Macpherson added – echoing concerns that have been raised in relation to the Basic Education Department, also headed by= a member of the Democratic Alliance – that certain officials were “forced to attend political party study groups”.

“The department belongs to the people of South Africa; it does not belong to any party, landlord, contractor, official, private interest, or criminal syndicate,” he said.

However, these same officials had a lot to lose and were intent on protecting themselves.

“We have seen a similar fightback at the [Independent Development Trust],” he continued, “where efforts to act on serious corruption allegations were met with fake call logs, AI voice notes, fabricated claims, manipulated narratives and even allegations that a journalist had been offered R60 000 in cash to suppress negative reporting. That showed us what happens when corruption is threatened: it organises, attacks, misleads, and tries to intimidate.”

The Independent Development Trust is a state-owned entity that manages social infrastructure programmes for the government – it falls under the control of the Minister of Public Works.

Macpherson said a programme to root out ghost employees was nearing completion. He said that 60 such people – receiving salaries while not being employed – had been identified. KwaZulu-Natal was the most troubled region in this respect.

Macpherson’s spokesman, Lennox Mabaso, subsequently told the media that this group of ghost employees was costing the state close to R15 million annually.

Mabaso said that a key means of identifying delinquent officials was the use of lifestyle audits. A total of 69 senior officials had been selected to undergo lifestyle audits.

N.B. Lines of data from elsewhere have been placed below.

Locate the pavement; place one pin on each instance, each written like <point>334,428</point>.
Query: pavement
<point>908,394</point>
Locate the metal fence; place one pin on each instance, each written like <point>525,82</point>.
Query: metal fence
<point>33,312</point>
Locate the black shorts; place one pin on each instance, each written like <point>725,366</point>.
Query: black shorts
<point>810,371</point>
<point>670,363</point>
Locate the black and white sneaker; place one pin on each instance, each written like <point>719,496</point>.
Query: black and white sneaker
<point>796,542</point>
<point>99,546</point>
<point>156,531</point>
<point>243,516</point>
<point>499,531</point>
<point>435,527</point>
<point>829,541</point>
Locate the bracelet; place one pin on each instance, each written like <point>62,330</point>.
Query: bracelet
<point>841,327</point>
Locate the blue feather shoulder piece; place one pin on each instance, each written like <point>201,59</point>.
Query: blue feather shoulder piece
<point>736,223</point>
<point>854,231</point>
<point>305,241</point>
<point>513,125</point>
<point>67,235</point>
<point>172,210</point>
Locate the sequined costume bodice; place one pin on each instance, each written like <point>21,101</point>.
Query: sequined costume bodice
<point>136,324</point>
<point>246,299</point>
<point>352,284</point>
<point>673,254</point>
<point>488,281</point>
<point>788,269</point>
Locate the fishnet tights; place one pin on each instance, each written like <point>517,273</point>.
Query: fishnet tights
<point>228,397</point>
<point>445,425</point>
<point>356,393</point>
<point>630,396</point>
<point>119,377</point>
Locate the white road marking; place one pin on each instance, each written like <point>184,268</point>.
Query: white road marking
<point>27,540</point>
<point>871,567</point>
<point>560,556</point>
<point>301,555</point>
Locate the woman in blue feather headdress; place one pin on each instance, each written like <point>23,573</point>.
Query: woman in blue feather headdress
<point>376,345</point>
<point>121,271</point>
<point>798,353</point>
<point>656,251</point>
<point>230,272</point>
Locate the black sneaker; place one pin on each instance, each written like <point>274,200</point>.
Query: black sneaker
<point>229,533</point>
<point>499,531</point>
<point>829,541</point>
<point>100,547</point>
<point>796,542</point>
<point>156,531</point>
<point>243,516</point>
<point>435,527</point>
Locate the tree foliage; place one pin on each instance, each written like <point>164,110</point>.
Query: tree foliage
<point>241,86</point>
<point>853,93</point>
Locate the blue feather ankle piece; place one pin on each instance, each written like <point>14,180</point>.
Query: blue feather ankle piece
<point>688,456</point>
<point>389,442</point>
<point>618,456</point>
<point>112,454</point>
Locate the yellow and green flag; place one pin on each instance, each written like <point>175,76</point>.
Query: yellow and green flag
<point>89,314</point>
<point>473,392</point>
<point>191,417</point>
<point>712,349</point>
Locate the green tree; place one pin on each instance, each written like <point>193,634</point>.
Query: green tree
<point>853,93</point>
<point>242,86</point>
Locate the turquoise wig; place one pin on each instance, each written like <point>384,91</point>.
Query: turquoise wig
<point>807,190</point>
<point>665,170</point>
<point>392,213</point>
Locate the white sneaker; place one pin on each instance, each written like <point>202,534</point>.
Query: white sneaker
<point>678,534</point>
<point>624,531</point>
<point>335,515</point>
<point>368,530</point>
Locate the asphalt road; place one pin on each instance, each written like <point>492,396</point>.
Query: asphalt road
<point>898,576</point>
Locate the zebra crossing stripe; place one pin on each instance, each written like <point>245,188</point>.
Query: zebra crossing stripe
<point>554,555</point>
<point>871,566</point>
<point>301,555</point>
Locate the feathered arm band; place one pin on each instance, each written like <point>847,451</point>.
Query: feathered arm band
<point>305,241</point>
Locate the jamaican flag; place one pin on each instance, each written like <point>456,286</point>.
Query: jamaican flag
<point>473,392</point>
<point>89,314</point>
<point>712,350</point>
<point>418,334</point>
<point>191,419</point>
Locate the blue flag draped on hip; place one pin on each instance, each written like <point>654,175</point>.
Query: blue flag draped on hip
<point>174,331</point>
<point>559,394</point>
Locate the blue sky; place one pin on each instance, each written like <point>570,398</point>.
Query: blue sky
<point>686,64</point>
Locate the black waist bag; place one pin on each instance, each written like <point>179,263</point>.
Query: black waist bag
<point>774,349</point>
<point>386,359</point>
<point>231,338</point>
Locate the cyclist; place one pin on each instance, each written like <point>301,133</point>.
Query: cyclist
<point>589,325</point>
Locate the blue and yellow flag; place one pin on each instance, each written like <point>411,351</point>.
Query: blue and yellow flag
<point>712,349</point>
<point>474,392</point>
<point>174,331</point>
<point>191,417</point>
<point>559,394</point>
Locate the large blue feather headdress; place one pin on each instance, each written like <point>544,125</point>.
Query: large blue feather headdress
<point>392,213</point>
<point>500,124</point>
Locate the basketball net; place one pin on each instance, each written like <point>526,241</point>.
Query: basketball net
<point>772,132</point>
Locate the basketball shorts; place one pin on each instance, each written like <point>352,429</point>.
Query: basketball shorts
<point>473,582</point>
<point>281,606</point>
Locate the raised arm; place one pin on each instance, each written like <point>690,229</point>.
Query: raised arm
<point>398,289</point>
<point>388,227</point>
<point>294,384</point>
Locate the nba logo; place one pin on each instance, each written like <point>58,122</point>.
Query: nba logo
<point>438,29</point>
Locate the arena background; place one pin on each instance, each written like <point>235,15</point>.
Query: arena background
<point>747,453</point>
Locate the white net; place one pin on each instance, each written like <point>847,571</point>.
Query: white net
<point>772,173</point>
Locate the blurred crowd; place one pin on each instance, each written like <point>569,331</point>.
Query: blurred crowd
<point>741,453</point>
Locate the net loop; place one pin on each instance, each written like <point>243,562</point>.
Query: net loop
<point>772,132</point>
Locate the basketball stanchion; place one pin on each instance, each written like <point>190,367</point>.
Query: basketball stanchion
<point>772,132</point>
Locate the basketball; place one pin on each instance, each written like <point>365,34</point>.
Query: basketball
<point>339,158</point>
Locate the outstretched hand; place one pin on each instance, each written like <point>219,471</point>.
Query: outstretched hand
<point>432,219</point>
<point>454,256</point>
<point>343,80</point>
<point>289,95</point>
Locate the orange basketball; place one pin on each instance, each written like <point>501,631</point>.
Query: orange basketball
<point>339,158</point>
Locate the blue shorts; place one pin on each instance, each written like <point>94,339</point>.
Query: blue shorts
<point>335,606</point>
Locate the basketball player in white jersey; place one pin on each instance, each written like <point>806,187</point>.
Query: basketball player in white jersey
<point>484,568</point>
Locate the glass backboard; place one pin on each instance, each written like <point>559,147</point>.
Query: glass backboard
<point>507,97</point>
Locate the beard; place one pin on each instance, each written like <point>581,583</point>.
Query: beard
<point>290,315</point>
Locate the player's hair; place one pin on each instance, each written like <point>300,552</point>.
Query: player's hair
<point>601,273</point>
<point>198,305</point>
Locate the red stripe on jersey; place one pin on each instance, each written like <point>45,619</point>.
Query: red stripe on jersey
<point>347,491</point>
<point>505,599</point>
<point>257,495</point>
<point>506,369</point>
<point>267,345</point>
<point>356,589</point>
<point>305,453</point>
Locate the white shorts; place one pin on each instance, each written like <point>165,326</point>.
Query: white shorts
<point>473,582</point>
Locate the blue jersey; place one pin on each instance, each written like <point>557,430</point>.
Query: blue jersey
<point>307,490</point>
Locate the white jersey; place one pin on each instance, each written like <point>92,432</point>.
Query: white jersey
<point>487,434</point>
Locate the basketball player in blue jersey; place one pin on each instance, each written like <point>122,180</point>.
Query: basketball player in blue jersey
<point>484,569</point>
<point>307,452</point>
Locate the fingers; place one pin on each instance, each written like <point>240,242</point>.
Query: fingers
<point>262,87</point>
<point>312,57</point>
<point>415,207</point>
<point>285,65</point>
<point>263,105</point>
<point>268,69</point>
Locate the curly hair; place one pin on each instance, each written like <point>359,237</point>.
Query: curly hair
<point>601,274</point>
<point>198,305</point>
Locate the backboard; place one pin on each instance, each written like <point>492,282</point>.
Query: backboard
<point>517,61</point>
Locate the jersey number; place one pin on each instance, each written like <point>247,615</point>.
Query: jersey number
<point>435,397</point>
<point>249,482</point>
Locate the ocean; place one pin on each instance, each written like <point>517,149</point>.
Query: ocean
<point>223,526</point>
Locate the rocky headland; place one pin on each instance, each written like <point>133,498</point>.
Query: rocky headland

The Special Investigating Unit (SIU) said that 53 of these had provided the complete documentation requested, six made partial submissions, one made no response, and one resigned during the period. (It is unclear what has become of the outstanding eight officials’ responses.)

Mabaso continued: “Minister Macpherson has made it clear that any refusal or failure to comply with a lawful lifestyle audit process is unacceptable. At the beginning of May, the minister wrote to the director-general directing him to take immediate control of the matter and issue a formal directive to all affected officials requiring [their] full compliance with all lawful and reasonable requests made by the SIU.”

Ghost workers are a long-standing phenomenon in South Africa. In part, it can be traced to the uneven process of amalgamation of the various bureaucracies during the transition to democracy. State employment is a relatively lucrative and protected livelihood, and it appears that some officials were able to obtain multiple incomes for themselves, or for family members. Criminal groups were able to take advantage of this.

Combatting the phenomenon is a priority of the Government of National Unity, with the use of technological verification tools being central to doing so. In the past, attempts to deal with it have sometimes resorted to such expedients as requiring staff to stand outside their offices holding their identification documents for inspectors to check.